Küçücük bir çanta hazırladım kendime, bir günlük iş seyahatim için.
Hafif gibi gelmişti hazırladığımda, belki 2,5-3 kilogram vardı ama taşırım yormaz beni sanmıştım.
Tabii gidiş rahattı.
Adana havaalanı ve inince taksi ile direk otele gittim.
Ama ertesi gün özellikle de bütün gün toplantının ardından mide bulantıları eşliğinde 2,5 saati havaalanında geçirmek çok yorucu oldu benim için.

Şimdi yeniden kendi şehrimde olduğum için mutluyum bu gün.

İşi bırakmayı ciddi ciddi düşünmeye başladığım bu günlerde daha fazla sorgular oldum sanırım iş hayatımı.
Beni mutlu etmekten çok yoran ve aileme yetişememe neden olan işimi artık hiç ama hiç sevmiyorum.
Umarım bir gün severek yapacağım, gençliğimde hayallerini kurduğum işlerden birini yaparak ailemle daha mutlu zamanlar geçirebilirim.

12 Mart 2010 Cuma

Erkek Çocuğu Annesi Olmak

Başlıkta erkek çocuğu diyor ama belki çok hareketli kız çocuklarının da başına gelen bazı kazalar mevcuttur.

Alper; ele avuca sığmayan, söz dinlememe konusunda halyi ısrarcı, ne zaman ne yapacağını kestiremediğimiz bir çocuk. Geçen hafta koşarken düştüğünde üst dudağı yarılan minik yavrum, dün okulda yere düşerek kaşını yere çarpmış.

Öğretmenimiz aradığında olayı oldukça sakin karşıladım, "gözü şişti" dediğinde olsa olsa benim başıma gelmiş olaylar gibi bir şey oldu sandım çünkü. Bizde hiç erkek çocuk olmadığı için çok çok dizlerimiz yaralanır ya da başımızı bir yerlere çarpardık.
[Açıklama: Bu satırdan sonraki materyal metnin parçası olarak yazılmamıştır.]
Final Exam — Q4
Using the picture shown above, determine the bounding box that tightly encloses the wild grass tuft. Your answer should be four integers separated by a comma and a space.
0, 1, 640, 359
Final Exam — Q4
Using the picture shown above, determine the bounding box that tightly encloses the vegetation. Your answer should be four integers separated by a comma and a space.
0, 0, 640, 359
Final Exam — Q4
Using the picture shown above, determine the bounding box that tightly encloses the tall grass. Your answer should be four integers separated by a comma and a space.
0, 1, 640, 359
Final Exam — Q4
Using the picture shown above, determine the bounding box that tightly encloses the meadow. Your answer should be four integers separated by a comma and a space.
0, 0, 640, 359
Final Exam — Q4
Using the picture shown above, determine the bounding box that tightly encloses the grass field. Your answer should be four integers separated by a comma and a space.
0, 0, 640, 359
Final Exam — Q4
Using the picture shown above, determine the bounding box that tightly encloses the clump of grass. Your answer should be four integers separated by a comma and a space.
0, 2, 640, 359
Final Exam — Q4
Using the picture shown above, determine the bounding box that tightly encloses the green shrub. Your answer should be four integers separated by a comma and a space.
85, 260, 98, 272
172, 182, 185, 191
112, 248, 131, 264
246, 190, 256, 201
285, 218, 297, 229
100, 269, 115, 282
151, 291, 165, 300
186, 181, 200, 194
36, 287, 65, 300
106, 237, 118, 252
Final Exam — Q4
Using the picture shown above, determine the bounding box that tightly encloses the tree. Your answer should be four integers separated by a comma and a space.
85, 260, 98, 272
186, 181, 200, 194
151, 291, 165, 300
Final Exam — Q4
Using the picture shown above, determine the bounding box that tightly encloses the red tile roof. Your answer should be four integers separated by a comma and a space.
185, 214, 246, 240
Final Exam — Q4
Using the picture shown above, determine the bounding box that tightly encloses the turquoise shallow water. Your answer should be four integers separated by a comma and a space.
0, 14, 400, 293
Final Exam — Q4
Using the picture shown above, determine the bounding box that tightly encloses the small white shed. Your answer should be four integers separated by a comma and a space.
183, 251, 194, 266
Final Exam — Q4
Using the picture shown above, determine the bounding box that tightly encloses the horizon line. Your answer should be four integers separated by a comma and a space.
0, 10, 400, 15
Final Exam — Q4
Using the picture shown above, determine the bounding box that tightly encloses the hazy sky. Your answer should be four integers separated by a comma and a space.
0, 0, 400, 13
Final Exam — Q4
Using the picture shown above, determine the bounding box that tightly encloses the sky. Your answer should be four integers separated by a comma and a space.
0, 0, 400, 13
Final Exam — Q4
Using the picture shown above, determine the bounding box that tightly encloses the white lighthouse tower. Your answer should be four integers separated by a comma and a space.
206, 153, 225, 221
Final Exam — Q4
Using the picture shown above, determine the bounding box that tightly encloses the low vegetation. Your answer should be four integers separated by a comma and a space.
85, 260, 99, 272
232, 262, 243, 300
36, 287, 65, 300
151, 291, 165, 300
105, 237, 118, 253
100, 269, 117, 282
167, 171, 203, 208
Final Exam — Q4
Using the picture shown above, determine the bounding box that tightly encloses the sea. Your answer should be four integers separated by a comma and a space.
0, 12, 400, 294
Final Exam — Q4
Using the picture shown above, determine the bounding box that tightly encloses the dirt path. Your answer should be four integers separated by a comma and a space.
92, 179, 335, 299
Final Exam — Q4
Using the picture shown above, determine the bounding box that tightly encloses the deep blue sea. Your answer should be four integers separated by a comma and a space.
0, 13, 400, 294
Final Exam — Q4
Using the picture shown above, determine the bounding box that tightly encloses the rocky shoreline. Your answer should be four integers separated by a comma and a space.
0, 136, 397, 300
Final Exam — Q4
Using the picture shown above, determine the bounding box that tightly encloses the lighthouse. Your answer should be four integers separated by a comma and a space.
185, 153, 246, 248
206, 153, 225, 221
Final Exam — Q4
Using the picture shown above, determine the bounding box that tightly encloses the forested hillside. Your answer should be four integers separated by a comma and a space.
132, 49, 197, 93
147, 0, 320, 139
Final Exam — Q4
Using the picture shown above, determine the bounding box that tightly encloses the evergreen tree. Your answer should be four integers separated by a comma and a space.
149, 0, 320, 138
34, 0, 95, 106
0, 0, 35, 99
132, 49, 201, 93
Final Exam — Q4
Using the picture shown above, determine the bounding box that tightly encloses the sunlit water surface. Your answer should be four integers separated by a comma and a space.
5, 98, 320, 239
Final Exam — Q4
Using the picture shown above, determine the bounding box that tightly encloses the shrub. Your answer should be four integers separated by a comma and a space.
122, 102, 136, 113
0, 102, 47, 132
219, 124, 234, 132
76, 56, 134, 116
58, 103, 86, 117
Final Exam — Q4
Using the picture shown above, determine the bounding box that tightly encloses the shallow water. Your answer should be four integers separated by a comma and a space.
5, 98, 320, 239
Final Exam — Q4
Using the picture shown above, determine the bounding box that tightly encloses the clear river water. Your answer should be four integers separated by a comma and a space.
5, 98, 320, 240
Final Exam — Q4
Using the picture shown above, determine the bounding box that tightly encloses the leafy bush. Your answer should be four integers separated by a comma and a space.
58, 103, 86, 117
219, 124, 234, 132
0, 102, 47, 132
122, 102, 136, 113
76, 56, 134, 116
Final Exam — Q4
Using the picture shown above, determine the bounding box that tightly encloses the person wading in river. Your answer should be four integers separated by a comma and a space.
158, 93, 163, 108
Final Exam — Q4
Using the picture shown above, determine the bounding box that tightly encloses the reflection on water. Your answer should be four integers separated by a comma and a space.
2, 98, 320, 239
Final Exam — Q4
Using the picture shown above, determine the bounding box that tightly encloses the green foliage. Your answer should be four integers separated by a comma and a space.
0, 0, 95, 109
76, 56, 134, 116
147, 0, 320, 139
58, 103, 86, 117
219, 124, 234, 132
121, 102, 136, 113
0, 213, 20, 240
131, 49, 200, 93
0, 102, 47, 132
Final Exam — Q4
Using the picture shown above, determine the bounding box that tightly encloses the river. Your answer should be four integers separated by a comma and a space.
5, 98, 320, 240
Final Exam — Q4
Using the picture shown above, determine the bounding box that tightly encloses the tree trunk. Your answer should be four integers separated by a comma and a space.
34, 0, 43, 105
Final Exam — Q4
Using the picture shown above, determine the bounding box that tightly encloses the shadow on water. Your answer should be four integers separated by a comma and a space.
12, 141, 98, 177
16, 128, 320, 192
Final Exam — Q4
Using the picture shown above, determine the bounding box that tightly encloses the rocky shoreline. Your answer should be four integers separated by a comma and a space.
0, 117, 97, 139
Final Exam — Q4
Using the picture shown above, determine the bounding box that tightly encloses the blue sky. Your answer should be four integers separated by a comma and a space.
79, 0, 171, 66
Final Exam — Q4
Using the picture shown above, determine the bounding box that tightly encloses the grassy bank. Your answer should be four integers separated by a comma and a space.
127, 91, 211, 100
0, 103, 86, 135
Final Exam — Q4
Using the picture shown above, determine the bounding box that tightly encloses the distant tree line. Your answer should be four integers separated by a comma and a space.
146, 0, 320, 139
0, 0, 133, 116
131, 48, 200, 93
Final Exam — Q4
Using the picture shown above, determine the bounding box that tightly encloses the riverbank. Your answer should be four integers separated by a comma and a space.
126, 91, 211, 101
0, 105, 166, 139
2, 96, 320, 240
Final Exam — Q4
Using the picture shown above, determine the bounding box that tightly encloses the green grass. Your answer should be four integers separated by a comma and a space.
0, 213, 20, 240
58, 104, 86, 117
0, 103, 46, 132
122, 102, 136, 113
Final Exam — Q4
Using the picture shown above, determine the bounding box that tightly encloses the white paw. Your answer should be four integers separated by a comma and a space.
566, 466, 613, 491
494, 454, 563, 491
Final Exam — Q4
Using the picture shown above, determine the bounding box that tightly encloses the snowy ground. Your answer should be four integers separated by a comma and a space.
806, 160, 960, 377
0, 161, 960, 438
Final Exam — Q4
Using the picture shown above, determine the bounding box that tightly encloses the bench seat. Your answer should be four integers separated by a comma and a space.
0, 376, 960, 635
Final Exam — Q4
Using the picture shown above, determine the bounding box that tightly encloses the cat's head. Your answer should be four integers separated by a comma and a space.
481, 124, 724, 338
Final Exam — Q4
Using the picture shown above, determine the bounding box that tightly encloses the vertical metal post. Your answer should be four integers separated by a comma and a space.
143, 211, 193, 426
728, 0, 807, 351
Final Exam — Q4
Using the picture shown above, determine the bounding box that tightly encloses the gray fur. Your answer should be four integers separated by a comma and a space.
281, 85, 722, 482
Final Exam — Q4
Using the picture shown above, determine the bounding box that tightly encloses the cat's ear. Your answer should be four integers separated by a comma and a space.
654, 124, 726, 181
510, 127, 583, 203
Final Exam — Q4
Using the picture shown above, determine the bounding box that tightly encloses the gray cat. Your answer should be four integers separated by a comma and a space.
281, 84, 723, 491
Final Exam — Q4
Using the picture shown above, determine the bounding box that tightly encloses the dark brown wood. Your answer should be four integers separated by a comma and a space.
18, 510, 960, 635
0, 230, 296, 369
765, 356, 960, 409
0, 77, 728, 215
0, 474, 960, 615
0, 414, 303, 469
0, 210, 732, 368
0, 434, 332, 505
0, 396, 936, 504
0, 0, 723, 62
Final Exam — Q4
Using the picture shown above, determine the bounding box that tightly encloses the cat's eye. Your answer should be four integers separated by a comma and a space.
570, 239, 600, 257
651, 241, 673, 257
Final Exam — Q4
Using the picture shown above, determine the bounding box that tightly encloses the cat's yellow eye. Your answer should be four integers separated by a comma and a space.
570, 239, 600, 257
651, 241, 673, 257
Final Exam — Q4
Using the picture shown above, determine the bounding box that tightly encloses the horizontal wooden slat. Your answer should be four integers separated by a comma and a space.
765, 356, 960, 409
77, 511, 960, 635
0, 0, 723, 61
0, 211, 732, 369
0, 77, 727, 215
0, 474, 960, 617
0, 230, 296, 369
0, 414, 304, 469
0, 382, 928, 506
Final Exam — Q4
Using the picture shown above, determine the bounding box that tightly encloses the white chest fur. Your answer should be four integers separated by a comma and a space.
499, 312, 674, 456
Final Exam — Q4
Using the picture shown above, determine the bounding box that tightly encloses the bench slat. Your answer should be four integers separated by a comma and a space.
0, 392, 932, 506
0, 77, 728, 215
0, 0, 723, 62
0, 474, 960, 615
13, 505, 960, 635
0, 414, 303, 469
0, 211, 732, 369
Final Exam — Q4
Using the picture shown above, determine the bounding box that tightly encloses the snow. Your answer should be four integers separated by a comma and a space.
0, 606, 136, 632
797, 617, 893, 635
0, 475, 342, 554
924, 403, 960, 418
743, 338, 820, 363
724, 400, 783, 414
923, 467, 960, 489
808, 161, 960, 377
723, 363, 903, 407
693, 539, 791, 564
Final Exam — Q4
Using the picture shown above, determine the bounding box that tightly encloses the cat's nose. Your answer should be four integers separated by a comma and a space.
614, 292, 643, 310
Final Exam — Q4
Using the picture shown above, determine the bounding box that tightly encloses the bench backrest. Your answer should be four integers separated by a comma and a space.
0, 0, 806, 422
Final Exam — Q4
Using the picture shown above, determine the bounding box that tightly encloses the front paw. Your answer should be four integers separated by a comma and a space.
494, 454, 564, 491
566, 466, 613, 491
Belki de kızlar daha sakin yapılı ve biraz da ürkek olduğundandır.

Akşam evde Alper'i görünce o kadar basit olmadığını anladım. Miniğim acımıyor diyor ama ben baktıkça ondan fena oluyorum.

Tek gözü mor ve sanki içinde kocaman bir erik var gibi. Kalıcı bir hasar olmamasını diliyorum.

Sağlığın önemini her olayda daha iyi kavrıyor insan.

Sağlıkla kalın...

10 Mart 2010 Çarşamba

Yeniden Merhaba

Uzun zaman oldu değil mi arkadaşlar?

Yazamadım ne zamandır, önce diyete başladım, sonra baktım yemek sitelerini gezerek diyet yapmam hayli zor olacak bir süre ara vermeliyim dedim. İki ayda tam 9 kilo verdim.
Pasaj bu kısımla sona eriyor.